Here are our top 10 Belarusian stamps already issued and soon to come.

1. The first stamp in the history of independent Belarus depicted the ‘Cross of Yevfrosiniya Polotskaya. It appeared in March 1992 and coincided with the new millennium of the Belarusian Orthodox Church.

2. The 20th anniversary of diplomatic relations between Belarus and the People’s Republic of China was celebrated last year, inspiring a stamp showing a Belarusian bison in the company of a Chinese panda.

3. Last year, the Ministry of Communications and Informatisation issued stamps of the ‘Eared Hedgehog’ and ‘White-breasted Hedgehog’: a joint project by Belarus and Kazakhstan.

4. Since 1994, Belarus has issued a series entitled ‘Birds’, depicting golden eagles, mute swans, storks, martin, curlews and many others. The stamps have flown from Belarus around the world. Last year, the Public Organisation APB-BirdLife Belarus declared the black swift bird of the year, inspiring a corresponding stamp.
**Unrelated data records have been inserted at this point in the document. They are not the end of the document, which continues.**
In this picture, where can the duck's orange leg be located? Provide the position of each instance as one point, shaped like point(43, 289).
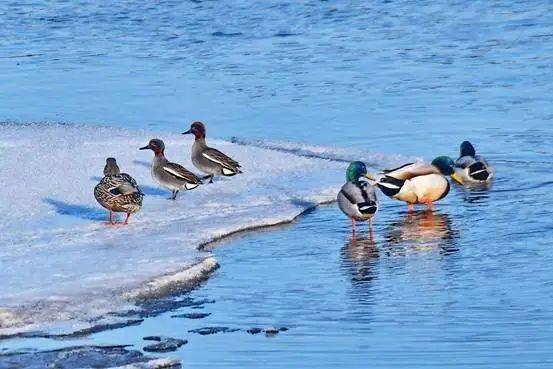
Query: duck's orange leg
point(428, 202)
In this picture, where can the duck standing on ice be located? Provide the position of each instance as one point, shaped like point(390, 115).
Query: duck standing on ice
point(118, 192)
point(172, 176)
point(418, 183)
point(357, 198)
point(472, 168)
point(210, 160)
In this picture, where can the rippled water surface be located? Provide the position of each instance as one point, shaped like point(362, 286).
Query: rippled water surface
point(468, 285)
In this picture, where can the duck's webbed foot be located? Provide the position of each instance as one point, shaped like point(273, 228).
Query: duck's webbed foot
point(174, 194)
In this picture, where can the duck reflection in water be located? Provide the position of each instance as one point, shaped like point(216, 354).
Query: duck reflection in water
point(475, 193)
point(359, 257)
point(420, 231)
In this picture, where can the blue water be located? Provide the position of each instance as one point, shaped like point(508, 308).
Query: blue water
point(469, 285)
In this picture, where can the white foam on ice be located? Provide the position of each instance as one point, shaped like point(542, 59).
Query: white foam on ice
point(60, 262)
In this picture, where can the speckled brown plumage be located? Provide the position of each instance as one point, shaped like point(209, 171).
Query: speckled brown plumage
point(118, 192)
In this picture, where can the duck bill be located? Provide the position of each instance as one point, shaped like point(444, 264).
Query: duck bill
point(457, 178)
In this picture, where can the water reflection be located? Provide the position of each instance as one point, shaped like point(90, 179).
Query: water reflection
point(359, 257)
point(420, 231)
point(475, 193)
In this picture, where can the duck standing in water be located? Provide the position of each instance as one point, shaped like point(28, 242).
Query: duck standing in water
point(471, 168)
point(210, 160)
point(418, 183)
point(172, 176)
point(118, 192)
point(357, 198)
5. Belarusian stamps teach us not only about the flora and fauna of our country, but of Belarusian sculptors and artists. A well-known painting by Ferdynand Ruszczyc — The Church (held by the National Art Museum of Belarus) — was depicted on a stamp eleven years ago.

6. The ‘Belarusian National Clothes’ series is interesting, dedicated to costumes from particular Belarusian regions. One stamp is devoted to the 19th century costume of the Bykhov Historical and Ethnographic District and was released in 1997.

7. Stamps have often portrayed well-known icons — such as ‘Our Lady Hodegetria of Smolensk’ from the 16th century. Other icons shown on stamps include ‘Saint Paraskeva’ from the mid-16th century and ‘Saint Ilya’ of the late 17th century. This year, a stamp is being issued with the image of the icon of the Mother of God of Budslav, marking the 400th anniversary of the arrival of the icon in Budslav.

8. A popular image for stamps is that of famous monuments: churches, castles and other buildings. These often become popular worldwide, being representative of a nation’s identity. Just last year, 24 such stamps were issued, including depictions of Kamenets Tower, Lida Castle, the Red Church in Minsk and Kossovo Palace.

9. Every year, stamps dedicated to sports are issued. In 2011, a series dedicated to equestrianism proved popular.

10. Of course, no state holidays escape attention. That celebrating the New Year in 1996 is among our favourites.